Broadcom Corp., the biggest maker of chips for television set-top boxes, yesterday increased its fourth-quarter revenue projection to about $1.9 billion, the top end of an earlier forecast range. Irvine, California-based Broadcom is making inroads in the mobile-phone market, supplying radio chips for handsets from South Korea’s Samsung Electronics Co. and Finland’s Nokia Oyj.
“We have seen now an extended period of time of recovery in the components business,” Paul Reilly, chief financial officer of Arrow Electronics Inc., said yesterday at a conference in New York. Melville, New York-based Arrow is a distributor of electronic components and computer products to industrial customers.
The need for truckers to replace aging vehicles has brought improvements at Wabash National Corp. The Lafayette, Indiana-based maker of semi-truck trailers has “nearly doubled” its workforce this year, adding over 1,200 associates, chief executive officer Richard Giromini said in a Bloomberg Television interview Dec. 13.
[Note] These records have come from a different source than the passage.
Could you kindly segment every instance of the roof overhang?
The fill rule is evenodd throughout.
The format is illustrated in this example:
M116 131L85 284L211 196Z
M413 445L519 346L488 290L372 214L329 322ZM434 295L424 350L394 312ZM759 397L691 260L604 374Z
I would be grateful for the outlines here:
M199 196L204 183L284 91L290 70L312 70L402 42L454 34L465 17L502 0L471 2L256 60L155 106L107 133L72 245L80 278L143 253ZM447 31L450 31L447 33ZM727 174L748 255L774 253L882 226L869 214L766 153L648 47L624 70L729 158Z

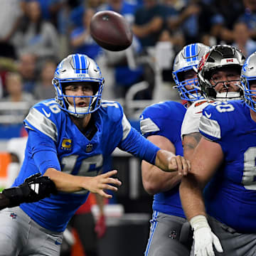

“The industry has improved dramatically, demand has increased and our customers are now feeling much more comfortable placing orders to replace their aged equipment going forward,” Giromini said.
Carmakers decreased output by 6 percent last month, the first drop since August, even as demand climbed, indicating production may rebound in coming months. Factory output excluding motor vehicles, rose 0.7 percent in November, the biggest gain since May.
Nationwide, capacity utilization, which measures the amount of a plant in use, increased to 75.2 percent last month, the highest level since October 2008. The gauge averaged 80 percent over the past 20 years, signaling there’s enough spare equipment to prevent bottlenecks that would lead prices higher.
“We’re very far from getting close to stretching industrial capacity,” said Michael Feroli, chief U.S. economist at JPMorgan Securities LLC in New York.
The median estimate of economists in a Bloomberg survey called for a 0.2 percent gain in the consumer-price index. The so-called core measure, which excludes more volatile food and energy costs, also rose 0.1 percent, matching the median forecast.
Retailers that are cutting prices are drumming up demand, while those not discounting enough are struggling.
Best Buy Co., the world’s largest consumer-electronics retailer, yesterday slashed its annual profit forecast amid increasing competition from Wal-Mart Stores Inc. and Target Corp. Best Buy lost TV sales in the third quarter to “the large discounters” that promoted the least-expensive models, Chief Executive Brian Dunn said on a conference call.
Confidence among U.S. homebuilders was unchanged in December from a month earlier, indicating residential construction will stay near depressed levels, a National Association of Home Builders/Wells Fargo’s index showed today.
Fed policy makers are concerned economic growth is not strong enough to reduce unemployment, which climbed to a seven-month high of 9.8 percent in November.